On the eve of Ramadan and during the first and second days, hundreds of thousands of messages were sent through the mobile phones of Gaza residents to their relatives and friends on the holy occasion.

"Sending SMS messages to my friends and relatives is much cheaper than calling them to say 'Happy Ramadan' and wish them happy and easy fasting during the holy festival," said Mheisen, who owns a food store in downtown Gaza city.

Officials of Gaza Jawal Company (the Palestinian cellular phone services) said that exchanging SMS messages on holy and social occasions had become an essential social habit for Gaza residents.

The Jawal Company had made a special offer to its Gaza customers by offering them a free SMS message which can be sent through the internet. The residents said this offer had caused a heavy load on the service of sending and receiving messages.
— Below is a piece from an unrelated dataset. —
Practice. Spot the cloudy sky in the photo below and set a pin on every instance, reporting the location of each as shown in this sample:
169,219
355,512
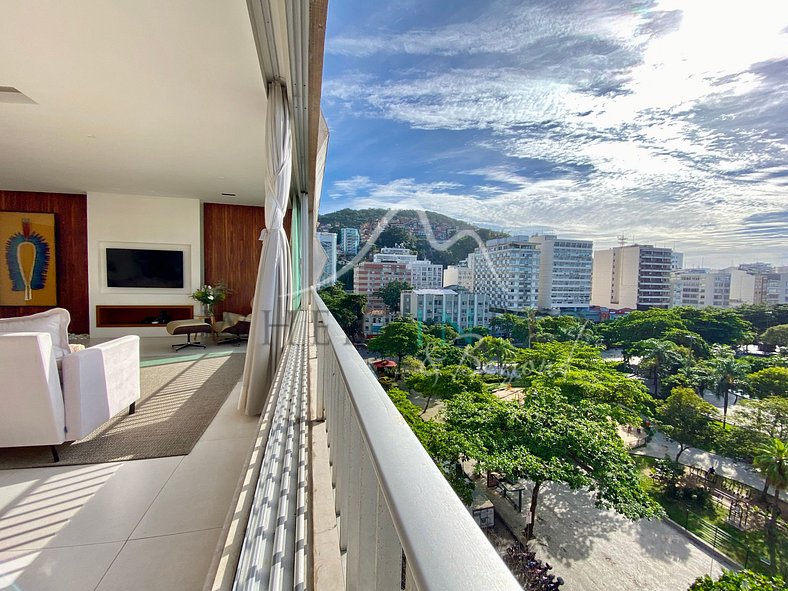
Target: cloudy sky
663,121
Mona Khaldoun, a female university student from Gaza, complained that she has spent the whole day sending SMS messages to her colleagues, classmates and relatives. "Many of my messages can't be sent out due to high load and pressure on the service itself," she said.
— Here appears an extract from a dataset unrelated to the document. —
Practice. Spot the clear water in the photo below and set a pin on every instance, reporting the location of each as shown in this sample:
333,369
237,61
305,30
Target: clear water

As her mobile rang, she knew that she had received another congratulation message from a friend, which said "You are as sweet as sugar ... I congratulate you on the holy month of Ramadan."

She said, "for me sending messages to friends and relatives with such good offer from Jawal company is cheaper and I can afford it."

Some of the SMS messages are beautiful and warm verses of poetry, others include colorful pictures with verses from the Muslim holy book of Quran. There are also messages from friends and relatives abroad with prayers that the blockade will be ended soon.

Some Gaza residents believe that the increasing use of short SMS messages stems out from the current Palestinian situation, mainly the reality of living under a strict Israeli siege and the complete closure of crossings.

Israel has imposed a blockade on the Gaza Strip right after Islamic Hamas movement won the elections in January 2006, and the blockade was highly tightened after the Islamic movement seized control of the enclave and ousted President Mahmoud Abbas' security forces in June 2007.

Ayman al-Jamal, an unemployed Gazan in his late twenties, said that congratulating his friends and relatives, who live in the West Bank and abroad, by sending them short SMS messages "is the only way in the current time," adding "we hope the siege will be lifted one day."

However, there are also some who expressed concerns that the use of SMS messages "would for sure harm the social ties and relationships between relatives and friends."

They warned that the messages have a negative impact on the original traditions, according to which people should visit each other and meet face to face during Ramadan.

"I hope someday we people in Gaza will be able to communicate with each other face to face," said Ayman al-Jamal.